- Book cover
- Original language: French
- Written by: Jean-Luc Lagarce

Premiere
- Date: 1990

= It's Only the End of the World (play) =

It's Only the End of the World (Juste la fin du monde) is a 1990 French play by Jean-Luc Lagarce. It is about a character named Louis who returns to his family to announce his terminal illness. Lagarce wrote the play in 1990, when he was considering his own death. In 2008, the Comédie-Française added the play to its repertoire. It won the 2008 Molière Award for Best Show in a National Theatre. In 2016, it was adapted into a film of the same name by Xavier Dolan.

==Analysis==
Louis returns home surprisingly and suddenly leaves after family members give monologues of varying lengths in which they sometimes repeat themselves or violate proper grammar. The characters' struggle to communicate in which they sometimes attempt to restate what they meant is a theme in the play and is illustrated by a scene in which Suzanne criticizes two family members for shaking hands like strangers.
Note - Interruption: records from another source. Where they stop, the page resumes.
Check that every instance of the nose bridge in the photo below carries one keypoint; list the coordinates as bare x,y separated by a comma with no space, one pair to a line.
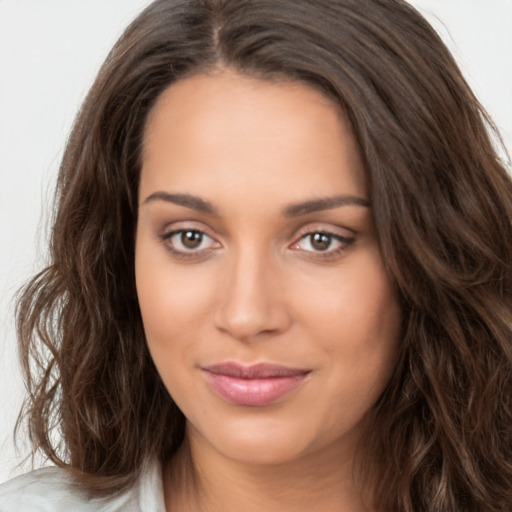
250,301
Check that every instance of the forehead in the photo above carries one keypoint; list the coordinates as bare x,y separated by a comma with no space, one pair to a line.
250,135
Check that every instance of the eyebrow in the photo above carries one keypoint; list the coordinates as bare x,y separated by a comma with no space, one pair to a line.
292,210
325,203
187,200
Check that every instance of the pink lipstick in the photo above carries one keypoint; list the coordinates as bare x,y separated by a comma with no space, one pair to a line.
257,385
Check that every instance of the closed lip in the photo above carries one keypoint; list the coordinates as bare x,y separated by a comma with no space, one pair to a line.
255,385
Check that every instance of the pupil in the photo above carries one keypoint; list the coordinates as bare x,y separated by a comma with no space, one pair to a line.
191,239
321,242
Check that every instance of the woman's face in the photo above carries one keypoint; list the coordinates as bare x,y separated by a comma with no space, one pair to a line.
265,302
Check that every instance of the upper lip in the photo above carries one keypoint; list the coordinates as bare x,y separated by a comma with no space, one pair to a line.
255,371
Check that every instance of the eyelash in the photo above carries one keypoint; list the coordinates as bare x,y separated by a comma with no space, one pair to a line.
328,254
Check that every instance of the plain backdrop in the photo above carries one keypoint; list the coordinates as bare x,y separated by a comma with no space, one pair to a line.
50,51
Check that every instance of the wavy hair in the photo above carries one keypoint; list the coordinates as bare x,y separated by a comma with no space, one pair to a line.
440,436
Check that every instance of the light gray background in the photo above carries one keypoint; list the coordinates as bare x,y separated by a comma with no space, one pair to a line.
50,51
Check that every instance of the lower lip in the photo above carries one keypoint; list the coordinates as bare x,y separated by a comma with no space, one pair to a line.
253,392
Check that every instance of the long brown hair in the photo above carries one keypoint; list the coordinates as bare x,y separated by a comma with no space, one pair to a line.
441,433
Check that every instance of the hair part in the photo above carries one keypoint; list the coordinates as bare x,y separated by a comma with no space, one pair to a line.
439,438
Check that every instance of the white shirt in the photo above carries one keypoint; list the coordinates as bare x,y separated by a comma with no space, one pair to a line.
52,490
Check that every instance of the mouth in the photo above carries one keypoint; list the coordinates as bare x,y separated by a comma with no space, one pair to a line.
257,385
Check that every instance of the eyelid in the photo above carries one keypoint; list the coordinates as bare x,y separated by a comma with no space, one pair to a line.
174,229
344,241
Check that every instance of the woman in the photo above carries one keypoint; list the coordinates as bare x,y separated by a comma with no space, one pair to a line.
288,217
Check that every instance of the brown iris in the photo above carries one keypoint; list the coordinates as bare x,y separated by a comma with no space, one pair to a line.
321,241
191,239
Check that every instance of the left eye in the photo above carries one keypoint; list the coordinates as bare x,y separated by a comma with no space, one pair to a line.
188,240
322,242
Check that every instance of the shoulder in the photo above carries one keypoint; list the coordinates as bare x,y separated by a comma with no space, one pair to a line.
54,490
43,490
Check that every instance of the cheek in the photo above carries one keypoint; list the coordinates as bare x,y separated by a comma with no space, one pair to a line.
172,303
355,320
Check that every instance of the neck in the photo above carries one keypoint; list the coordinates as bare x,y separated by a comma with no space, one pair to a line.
199,479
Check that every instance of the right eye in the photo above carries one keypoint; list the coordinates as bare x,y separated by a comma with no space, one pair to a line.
188,241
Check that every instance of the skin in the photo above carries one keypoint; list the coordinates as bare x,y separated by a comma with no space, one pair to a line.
257,289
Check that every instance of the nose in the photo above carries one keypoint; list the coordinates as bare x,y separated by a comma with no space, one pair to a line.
251,301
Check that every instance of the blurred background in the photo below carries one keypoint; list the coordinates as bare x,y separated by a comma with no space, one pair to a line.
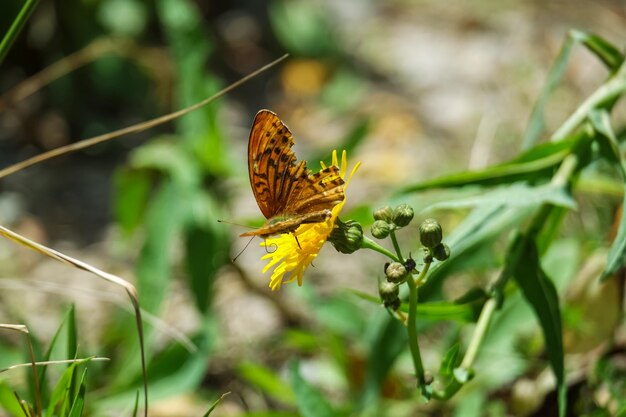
412,89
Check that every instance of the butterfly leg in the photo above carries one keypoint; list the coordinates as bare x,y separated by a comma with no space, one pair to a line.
297,241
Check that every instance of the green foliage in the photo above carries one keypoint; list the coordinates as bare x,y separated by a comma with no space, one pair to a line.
171,192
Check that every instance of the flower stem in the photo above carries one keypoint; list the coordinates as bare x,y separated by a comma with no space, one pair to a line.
412,331
472,350
368,243
394,240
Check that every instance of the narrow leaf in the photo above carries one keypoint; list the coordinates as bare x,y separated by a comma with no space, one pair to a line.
609,144
516,195
215,404
536,163
539,291
79,400
536,124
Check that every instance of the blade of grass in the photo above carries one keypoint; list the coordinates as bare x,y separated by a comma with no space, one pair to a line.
215,404
536,124
128,287
139,127
79,400
16,27
24,330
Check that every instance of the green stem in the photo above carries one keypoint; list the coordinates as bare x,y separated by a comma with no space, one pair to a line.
472,351
412,332
396,246
16,27
479,333
368,243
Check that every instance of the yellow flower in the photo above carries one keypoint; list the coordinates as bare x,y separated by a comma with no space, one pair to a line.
293,259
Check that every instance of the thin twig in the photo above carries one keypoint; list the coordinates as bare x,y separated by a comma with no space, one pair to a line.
139,127
62,67
130,289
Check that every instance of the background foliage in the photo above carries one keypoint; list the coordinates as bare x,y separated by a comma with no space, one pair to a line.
505,128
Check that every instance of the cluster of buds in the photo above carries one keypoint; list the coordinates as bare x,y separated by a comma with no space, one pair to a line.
388,220
431,236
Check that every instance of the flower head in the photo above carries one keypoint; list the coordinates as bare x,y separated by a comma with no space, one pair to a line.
294,256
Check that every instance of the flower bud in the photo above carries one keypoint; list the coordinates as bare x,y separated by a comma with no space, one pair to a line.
346,237
441,252
410,264
430,233
381,229
389,294
395,272
384,213
402,215
428,256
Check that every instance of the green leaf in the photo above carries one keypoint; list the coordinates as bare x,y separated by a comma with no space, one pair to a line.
607,52
79,401
267,381
515,195
479,230
349,143
204,256
536,124
617,253
302,28
310,401
131,188
610,146
69,325
191,46
215,404
60,394
8,402
388,339
522,263
536,163
450,361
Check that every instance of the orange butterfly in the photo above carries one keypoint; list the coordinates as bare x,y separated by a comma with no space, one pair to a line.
285,190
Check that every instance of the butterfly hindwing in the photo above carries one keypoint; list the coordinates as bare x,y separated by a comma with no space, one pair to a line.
271,162
317,192
285,190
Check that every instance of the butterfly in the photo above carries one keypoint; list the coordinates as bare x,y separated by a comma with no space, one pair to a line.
287,193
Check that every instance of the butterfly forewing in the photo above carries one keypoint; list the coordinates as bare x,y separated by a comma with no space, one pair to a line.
284,188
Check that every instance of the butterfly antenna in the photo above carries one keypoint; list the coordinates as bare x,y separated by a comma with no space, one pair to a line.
274,245
242,251
297,241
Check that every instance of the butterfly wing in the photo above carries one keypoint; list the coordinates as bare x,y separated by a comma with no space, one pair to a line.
272,164
316,192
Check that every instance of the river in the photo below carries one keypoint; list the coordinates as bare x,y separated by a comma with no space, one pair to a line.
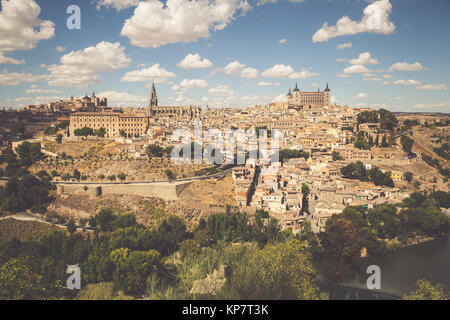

Contradictory stage directions state that the play is set on "a Sunday" but also that it covers almost one year.

==Film adaptation==

The Canadian director Xavier Dolan said that when he originally read the play, he felt lost and cited its style and the aggressive nature of the characters. He later reread it and said, "One day, I don't know what it was, I pulled it off my shelf and suddenly understood and appreciated this weird and verbose writing style."

Dolan described the extensive work required to adapt the stage play for film:
I tried to keep the idiosyncrasies and the singularity of Lagarce's vernacular as much as I could.... The play is verbose, the language nervous, and prolix. The characters correct their own grammar constantly, beating themselves up, rewording their own sentences. I kept all that as is, basically - but evidently had to cut down many monologues in size, and some episodes were of course dropped. What was really reshaped is the structure. The second half of the play is almost entirely abstract. Characters talk to everyone and no one, all on stage, yet in different places.... It was very theatrical, I guess, and didn’t provide us with a proper build-up. The climax in the play is only between the lead role and his brother, and is 8 pages long.... So I had to recycle bits and pieces from earlier scenes, omitted scenes and scenes I invented from scratch in order to write a second half, and the end.

Dolan's film won the Grand Prix at the 2016 Cannes Film Festival and other honours.